What Counts as a Character? Alphabet Hypotheses and the Compression Baseline
What is the correct unit of analysis for BPE compression? Different decompositions of the Voynich script yield different alphabets, different text lengths, and different compression fingerprints. Seven hypotheses are presented, showing that the anomaly diminishes — but does not disappear — under progressively coarser alphabets.
The previous post established BPE as a structural probe and showed that Voynichese compresses anomalously fast relative to 268 natural languages. But that analysis used the raw EVA transliteration, in which each stroke-level glyph is a separate character. This is a choice, and not necessarily the correct one.
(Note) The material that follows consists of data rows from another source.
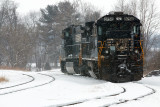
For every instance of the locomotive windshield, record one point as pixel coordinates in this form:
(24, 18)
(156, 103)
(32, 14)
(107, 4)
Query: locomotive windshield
(117, 29)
What constitutes a “character” in the Voynich script has been debated since the earliest transcription efforts. EVA (the European Voynich Alphabet, later renamed the Extensible Voynich Alphabet; Landini & Zandbergen, late 1990s; see Zandbergen 2022 for the naming history) was designed as a minimal, stroke-level encoding: every visually distinguishable stroke receives its own symbol. But many researchers believe that certain EVA character sequences function as single glyphs. If so, the raw EVA analysis overstates the text’s redundancy — some of the “compression” BPE finds is simply reassembling units that EVA artificially decomposed.
This post presents seven alphabet hypotheses, arranged in order of increasing pre-merging. Each represents a different claim about the script’s character inventory. By running BPE on each version, I observe how the compression anomaly responds to different assumptions about the underlying alphabet.
The hypotheses
The seven hypotheses form a cumulative sequence. Each builds on the previous one by pre-merging additional character combinations before BPE begins.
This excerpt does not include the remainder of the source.